自分の考えをまとめることが苦手、または部下や後輩の話がまとまっておらず「何が言いたいのか分からない」とお悩みの方も多いのではないでしょうか。体系立てて物事を整理する「ロジカルシンキング」を身につけると、自分の考えを分かりやすく伝えられるようになります。そこで今回は、「ロジカルシンキングを身につけるためのフレームワークとトレーニング方法」について詳しく解説します。

ロジカルシンキングとは

ロジカルシンキングとは、物事を体系的に整理して、矛盾のないように筋道を立てて結論を導き出す思考法のことです。
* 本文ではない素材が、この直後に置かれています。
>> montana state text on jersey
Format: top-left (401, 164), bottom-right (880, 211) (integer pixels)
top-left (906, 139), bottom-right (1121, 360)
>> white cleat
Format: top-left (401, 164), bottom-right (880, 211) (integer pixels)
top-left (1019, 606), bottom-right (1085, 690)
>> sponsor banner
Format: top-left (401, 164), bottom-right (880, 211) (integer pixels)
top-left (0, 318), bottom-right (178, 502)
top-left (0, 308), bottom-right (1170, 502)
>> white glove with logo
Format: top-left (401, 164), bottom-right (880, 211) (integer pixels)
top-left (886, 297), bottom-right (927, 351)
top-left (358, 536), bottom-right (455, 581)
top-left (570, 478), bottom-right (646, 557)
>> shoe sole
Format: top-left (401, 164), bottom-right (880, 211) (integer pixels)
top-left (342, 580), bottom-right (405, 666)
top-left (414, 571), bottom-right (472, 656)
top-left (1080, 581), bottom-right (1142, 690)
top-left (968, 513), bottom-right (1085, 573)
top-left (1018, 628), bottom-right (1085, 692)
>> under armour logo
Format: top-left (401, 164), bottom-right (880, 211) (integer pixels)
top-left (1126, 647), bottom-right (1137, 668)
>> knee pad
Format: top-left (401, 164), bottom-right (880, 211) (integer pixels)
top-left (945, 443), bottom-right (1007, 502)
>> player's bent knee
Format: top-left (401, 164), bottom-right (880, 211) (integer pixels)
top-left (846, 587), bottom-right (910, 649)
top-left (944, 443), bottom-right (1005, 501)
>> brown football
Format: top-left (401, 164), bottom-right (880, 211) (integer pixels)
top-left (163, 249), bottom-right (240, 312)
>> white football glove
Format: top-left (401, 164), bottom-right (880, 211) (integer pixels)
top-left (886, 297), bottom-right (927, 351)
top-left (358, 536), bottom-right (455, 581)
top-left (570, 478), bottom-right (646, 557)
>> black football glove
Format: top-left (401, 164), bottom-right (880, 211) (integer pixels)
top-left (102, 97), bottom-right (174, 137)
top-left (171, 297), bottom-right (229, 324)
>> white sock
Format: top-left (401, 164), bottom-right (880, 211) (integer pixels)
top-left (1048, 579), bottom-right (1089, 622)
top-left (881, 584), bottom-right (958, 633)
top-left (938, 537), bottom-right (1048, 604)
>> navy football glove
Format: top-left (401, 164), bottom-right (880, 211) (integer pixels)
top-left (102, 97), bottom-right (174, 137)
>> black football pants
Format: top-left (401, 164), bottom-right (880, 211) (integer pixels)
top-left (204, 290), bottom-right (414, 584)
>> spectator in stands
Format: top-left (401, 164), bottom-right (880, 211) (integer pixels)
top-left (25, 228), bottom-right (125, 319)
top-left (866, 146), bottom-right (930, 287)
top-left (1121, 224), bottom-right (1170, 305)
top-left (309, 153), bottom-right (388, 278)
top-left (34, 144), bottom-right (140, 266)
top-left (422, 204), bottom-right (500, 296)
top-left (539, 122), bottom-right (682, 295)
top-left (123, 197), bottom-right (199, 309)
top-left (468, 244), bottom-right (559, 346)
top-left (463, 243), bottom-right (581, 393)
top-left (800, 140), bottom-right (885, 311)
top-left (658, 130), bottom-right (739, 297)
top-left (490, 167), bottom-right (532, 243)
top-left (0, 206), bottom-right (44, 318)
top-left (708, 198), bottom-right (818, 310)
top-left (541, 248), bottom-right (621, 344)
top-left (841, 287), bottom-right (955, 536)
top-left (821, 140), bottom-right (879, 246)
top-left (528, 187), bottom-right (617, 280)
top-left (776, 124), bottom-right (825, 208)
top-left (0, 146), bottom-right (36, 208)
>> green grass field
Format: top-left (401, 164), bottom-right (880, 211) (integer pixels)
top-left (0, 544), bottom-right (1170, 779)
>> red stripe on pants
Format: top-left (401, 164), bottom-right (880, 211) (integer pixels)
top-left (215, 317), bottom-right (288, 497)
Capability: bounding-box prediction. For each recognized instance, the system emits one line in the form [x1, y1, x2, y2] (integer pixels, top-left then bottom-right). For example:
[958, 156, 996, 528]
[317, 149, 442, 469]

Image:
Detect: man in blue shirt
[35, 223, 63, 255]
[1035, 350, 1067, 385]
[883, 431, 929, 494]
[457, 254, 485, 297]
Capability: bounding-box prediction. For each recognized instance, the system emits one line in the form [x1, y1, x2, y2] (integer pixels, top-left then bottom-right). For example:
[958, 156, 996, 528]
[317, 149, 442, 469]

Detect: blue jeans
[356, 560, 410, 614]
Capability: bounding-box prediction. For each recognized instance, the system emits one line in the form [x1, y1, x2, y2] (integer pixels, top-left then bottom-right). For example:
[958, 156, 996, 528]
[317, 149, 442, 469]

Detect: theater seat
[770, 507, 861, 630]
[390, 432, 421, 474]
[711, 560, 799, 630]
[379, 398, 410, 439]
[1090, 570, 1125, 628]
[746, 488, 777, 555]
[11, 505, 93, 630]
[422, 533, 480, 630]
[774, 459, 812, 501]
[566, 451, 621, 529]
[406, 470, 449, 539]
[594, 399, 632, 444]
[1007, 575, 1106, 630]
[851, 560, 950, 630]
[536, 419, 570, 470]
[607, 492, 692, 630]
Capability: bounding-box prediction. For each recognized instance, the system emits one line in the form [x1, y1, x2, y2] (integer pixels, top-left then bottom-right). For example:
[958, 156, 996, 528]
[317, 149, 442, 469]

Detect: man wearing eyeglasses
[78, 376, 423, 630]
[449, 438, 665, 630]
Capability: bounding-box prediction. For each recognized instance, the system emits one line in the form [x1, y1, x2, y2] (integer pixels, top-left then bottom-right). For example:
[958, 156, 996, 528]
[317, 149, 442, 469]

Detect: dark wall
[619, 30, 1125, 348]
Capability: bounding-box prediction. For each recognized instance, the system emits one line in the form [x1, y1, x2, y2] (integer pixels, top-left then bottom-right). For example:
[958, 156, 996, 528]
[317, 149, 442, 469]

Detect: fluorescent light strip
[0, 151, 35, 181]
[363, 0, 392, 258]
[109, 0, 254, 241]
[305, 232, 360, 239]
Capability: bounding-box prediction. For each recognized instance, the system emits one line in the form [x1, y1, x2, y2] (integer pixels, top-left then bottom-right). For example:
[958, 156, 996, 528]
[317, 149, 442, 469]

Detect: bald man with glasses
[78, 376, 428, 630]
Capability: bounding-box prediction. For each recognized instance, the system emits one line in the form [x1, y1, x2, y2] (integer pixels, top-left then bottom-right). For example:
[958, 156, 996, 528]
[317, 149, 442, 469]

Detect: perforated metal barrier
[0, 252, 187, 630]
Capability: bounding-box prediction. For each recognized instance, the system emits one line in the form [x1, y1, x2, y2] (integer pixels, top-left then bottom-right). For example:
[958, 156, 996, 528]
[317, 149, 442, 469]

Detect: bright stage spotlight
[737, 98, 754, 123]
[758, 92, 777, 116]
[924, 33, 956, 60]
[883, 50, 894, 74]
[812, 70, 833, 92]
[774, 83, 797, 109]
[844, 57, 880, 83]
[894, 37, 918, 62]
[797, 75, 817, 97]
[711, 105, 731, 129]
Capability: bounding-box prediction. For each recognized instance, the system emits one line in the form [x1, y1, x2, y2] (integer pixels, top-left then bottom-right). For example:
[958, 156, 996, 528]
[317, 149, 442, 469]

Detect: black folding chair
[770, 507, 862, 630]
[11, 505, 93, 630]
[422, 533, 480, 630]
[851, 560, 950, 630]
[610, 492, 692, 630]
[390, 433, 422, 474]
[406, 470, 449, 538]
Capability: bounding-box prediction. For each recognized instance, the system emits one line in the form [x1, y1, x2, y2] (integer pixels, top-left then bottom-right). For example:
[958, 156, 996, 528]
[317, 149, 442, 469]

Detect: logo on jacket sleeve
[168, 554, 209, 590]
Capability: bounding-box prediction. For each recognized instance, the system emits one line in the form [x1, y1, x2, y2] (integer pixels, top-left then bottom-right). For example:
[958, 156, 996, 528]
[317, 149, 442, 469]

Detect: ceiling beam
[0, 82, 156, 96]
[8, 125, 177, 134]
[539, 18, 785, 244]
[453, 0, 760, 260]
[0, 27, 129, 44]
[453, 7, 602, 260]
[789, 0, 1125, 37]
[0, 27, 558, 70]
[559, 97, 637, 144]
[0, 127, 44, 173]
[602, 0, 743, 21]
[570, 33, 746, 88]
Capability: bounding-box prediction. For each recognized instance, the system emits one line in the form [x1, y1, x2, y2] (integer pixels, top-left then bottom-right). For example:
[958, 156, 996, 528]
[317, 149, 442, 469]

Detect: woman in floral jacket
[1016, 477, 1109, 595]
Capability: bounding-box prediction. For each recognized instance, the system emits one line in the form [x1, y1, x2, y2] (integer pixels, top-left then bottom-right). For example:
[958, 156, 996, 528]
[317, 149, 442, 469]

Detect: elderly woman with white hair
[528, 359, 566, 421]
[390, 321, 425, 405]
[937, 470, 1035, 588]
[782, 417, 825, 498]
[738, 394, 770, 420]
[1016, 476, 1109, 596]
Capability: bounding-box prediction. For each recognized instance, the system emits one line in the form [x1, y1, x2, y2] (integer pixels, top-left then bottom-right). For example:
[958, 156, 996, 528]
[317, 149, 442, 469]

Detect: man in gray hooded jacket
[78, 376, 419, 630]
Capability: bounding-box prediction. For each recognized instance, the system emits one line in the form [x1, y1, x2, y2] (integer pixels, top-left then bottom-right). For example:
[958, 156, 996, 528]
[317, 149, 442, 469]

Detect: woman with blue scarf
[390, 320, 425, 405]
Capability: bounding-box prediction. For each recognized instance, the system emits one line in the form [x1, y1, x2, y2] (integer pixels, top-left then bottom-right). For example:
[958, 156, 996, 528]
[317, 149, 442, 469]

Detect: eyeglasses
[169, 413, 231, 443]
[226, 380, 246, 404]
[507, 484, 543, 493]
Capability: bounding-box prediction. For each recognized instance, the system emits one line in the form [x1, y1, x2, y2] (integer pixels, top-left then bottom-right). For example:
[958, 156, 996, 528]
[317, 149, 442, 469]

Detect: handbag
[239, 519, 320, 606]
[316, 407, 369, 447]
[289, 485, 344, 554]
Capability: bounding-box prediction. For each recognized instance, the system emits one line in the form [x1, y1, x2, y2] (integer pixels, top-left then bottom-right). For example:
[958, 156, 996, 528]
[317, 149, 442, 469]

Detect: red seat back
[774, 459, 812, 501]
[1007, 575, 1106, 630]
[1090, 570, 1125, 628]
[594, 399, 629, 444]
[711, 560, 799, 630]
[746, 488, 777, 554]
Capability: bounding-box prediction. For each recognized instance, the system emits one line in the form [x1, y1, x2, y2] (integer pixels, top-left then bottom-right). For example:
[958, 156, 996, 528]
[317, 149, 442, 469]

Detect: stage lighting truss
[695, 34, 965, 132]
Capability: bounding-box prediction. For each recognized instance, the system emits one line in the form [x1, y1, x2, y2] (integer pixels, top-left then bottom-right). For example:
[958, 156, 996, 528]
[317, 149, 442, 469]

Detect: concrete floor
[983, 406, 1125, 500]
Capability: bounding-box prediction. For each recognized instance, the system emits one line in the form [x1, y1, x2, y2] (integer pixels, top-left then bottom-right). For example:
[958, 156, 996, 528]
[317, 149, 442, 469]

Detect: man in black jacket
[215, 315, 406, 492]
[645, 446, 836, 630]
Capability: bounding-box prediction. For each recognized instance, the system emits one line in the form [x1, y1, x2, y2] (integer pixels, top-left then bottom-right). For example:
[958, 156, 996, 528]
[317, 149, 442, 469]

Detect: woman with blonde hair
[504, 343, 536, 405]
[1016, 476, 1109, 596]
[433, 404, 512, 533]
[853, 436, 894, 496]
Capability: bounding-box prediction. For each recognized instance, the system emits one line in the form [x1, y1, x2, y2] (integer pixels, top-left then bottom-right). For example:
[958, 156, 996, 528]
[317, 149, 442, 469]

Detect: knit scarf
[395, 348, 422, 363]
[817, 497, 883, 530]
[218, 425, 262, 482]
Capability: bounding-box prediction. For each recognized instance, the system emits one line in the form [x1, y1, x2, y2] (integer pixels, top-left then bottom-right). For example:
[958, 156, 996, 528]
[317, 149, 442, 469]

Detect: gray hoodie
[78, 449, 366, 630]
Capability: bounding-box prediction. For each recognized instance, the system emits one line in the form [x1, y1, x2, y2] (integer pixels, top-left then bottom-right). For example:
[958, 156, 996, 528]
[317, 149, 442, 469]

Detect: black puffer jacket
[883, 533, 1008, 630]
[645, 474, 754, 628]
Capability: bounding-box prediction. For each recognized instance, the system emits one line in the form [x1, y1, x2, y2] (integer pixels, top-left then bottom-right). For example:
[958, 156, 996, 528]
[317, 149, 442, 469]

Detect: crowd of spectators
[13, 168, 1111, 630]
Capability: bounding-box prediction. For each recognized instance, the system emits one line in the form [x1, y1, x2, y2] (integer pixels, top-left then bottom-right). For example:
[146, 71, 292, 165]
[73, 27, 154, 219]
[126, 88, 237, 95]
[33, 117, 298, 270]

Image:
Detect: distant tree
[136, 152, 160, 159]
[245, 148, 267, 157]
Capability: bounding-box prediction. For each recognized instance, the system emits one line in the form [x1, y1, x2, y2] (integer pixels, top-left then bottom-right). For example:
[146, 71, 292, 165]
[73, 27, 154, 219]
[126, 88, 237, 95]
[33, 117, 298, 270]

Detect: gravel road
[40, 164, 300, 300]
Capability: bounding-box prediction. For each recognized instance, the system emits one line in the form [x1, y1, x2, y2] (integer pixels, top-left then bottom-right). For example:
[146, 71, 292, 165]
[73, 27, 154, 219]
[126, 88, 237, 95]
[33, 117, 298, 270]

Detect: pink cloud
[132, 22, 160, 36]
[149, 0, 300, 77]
英語のロジカル(Logical:論理的な、筋の通った)とシンキング(Thinking:考え、思考)を合わせた言葉で、日本語では「論理的思考法」と言われます。物事を論理的に捉えることで、順序立てた話ができるようになるため、自分の考えを相手に分かりやすく伝えることができます。さらには、意思決定や業務のスピードが速くなり、問題解決の原因特定や解決策の提案にも繋がるため、ビジネスにおける重要な思考法とされています。

ロジカルシンキングと混合しやすい用語

ロジカルシンキングをより正しく理解するため、混同しがちな「クリティカルシンキング」 「ラテラルシンキング」 との違いを明確にしましょう。

クリティカルシンキング

クリティカルシンキングとは、結論に至るまでの思考や目の前の情報に対して、「本当にそれは正しいのか?」と問いかけ、客観的な視点であらゆる可能性を探る思考法です。クリティカル(critical)とは、「批評の・批判的な」という意味で、日本語では「批判的思考」と呼ばれています。「批判的」といっても、「その考え方はおかしい」「それは間違っている」と頭ごなしに批判することではなく、最適解を出すために、情報や事象に対して懐疑的になることで、慎重に結論を出すことが特徴です。

ラテラルシンキング

ラテラルシンキングとは、既成事実や既成概念といった前提条件をなくした上で物事を考えることで、独自のアイデアを導き出すための思考方法のことです。ラテラル(lateral )とは、「側部・側面」という意味で、日本語では「水平思考」と呼ばれています。因果関係を重視して、段階的に思考を積み重ねるロジカルシンキングとは異なり、常識や前後の枠を外して水平方向に思考を広げていくことがポイントです。実現が難しいアイデアが出ることも多いですが、会議やプロジェクトが停滞した際には突破口になることが期待できます。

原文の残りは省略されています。